# 346
Case Study


Phone Mate

Situation

Phone-Mate is the dominant brand in the phone answering machine business with 22% of the market. When you add its private label business, it controls 64% of the industry. The Company had just been through a shake up. With a new CEO, a new VP Marketing and a new Director of Marketing Services it thought it had a good chance of turning things around.  But, Phone-Mate was running out of time.

Problem

Phone-Mate’s sales had been down for five consecutive quarters. Dealers were feeling nobody from Phone-Mate cared about them anymore. Its sales organization was in shambles from resignations, firings, and the fallout from a demoralized staff. And, as if this weren't enough, the new Chairman/CEO was in Japan working out delivery schedules at the factory on a new line that should have already been shipped. The good news was these were the first answering machines that let you retrieve messages from remote locations.
   New research had just discovered vacationers call their homes, friends, family, and/or the office at least once while on vacation. And, 70% of executives on vacation call in to their businesses for messages twice a day. To reach these summer vacationers, Phone-Mate’s new remote retrieval line needed to be sold in by January, just two months away.
   Phone-Mate’s new Marketing Services Director hit the ground running. Discovering he's got just seven weeks until the big Winter CES Show in Las Vegas with nothing in the works, he calls in the agency and hands over competitive research, objectives and schedules for the Company’s national sales meeting and its national key dealer meeting to be held during the show.

Solution

The We Get The Message Campaign: The agency responded three days later with an integrated campaign strategy outline, sketched thumbnails on a single sheet of paper, a production timeline, as well as rough media and production budget cost estimates:
   A new trade campaign addressed Phone-Mate’s new leadership and its new commitment to retailers, positioned Phone-Mate as a listener/responder to the needs of its retailers.
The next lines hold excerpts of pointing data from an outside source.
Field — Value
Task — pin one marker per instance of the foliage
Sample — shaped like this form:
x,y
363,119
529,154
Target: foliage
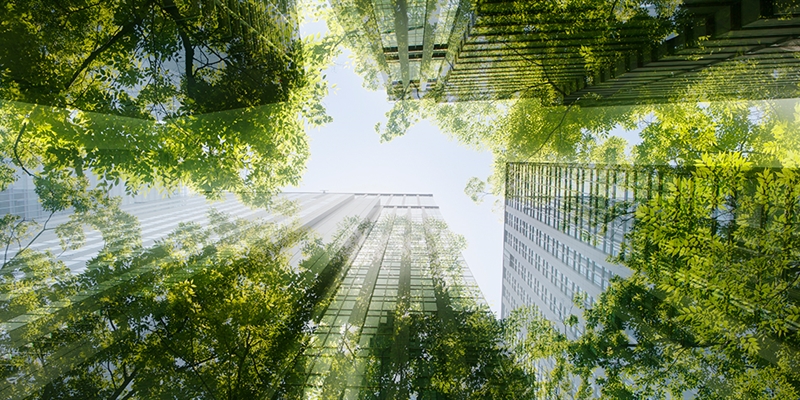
x,y
216,318
711,308
98,88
A new consumer campaign addressed Phone-Mate’s new line of phone answering machines -- the first to offer remote retrieval -- promising consumers they could retrieve messages from remote locations. The We Get The Message tag line played to both objectives. Phone-Mate approved the package in total.
   The agency booked full twelve-month page schedules in representative trade media delivering the first ads on extended

closings in time for CES issues. It also bought twelve-month rotation schedules for full-color bleed coverage in Ziff Davis and Peterson’s Consumer Lifestyle publications for start in April.  It then created, produced, and placed all ads in these media as scheduled.
   The agency also created the Remote Message Sweepstakes, a Spring promotion that ran within the consumer campaign, to push the first remote message retrieval product in the market. The new campaign assured the 85% of all American families who take 1 or more 2-week vacations annually, that they could now call in from any remote phone booth in any “remote corner of the world" and get their messages. The Phone-Mate logo assembly carried the We Get The Message tag. The Spring promotion’s call to action was an invitation to stop by any authorized Phone-Mate dealer for a demonstration and for an opportunity to win a remote vacation to one of any four corners of the world. 
   To support the sweepstakes, the agency negotiated a cross ruff with Club Universe in exchange for four free tour packages as sweepstakes prizes. It created full-color posters and "take one" POP counter card for entry forms at POS. It also wrote and designed the Official Entry Form to work as a prospect tracking questionnaire against which sweepstakes effectiveness was measured. And, the agency appointed an independent judging agency to certify sweepstakes winners.
   The Agency also created a complete dealer co-op advertising kit, including produced and scripted :60 and :30 radio spots and three produced product song Ear Warmers, musical outbound messages for answering machines. Click here to hear more.
   To have editorial coverage during CES, the agency wrote and hand-placed custom releases with trade media in advance of the press conference it had scheduled at CES. It also produced a sell-in flyer, a press kit., and then staged and produced a multi-image media presentation to introduce and demonstrate Phone-Mate's new line. The multi-image media presentation was shown to Phone-Mate Reps, to Phone-Mate Reps and Dealers, and then to the world press in two separate venues during CES.
   The agency delivered the entire package -- produced and under budget -- two days prior to CES, exactly five weeks from the client’s approval of concept. 

Results

The best sales quarter in Phone-Mate History:  Phone-Mate sold-through to a clean warehouse and back orders, regained established itself with key accounts, and its sales volume was 17% above anyone's most optimistic projections.
   "This is the best thing that's happened to this company" -- Richard Hillman, Chairman and CEO. 
   “You know our business . . . If you ever need a reference, have them call me." -- Bob Petkun, VP Marketing. 
   ”Couldn't have done it without you . . . You're expensive, but well worth it" -- Paul Worsham, Marketing Services Director.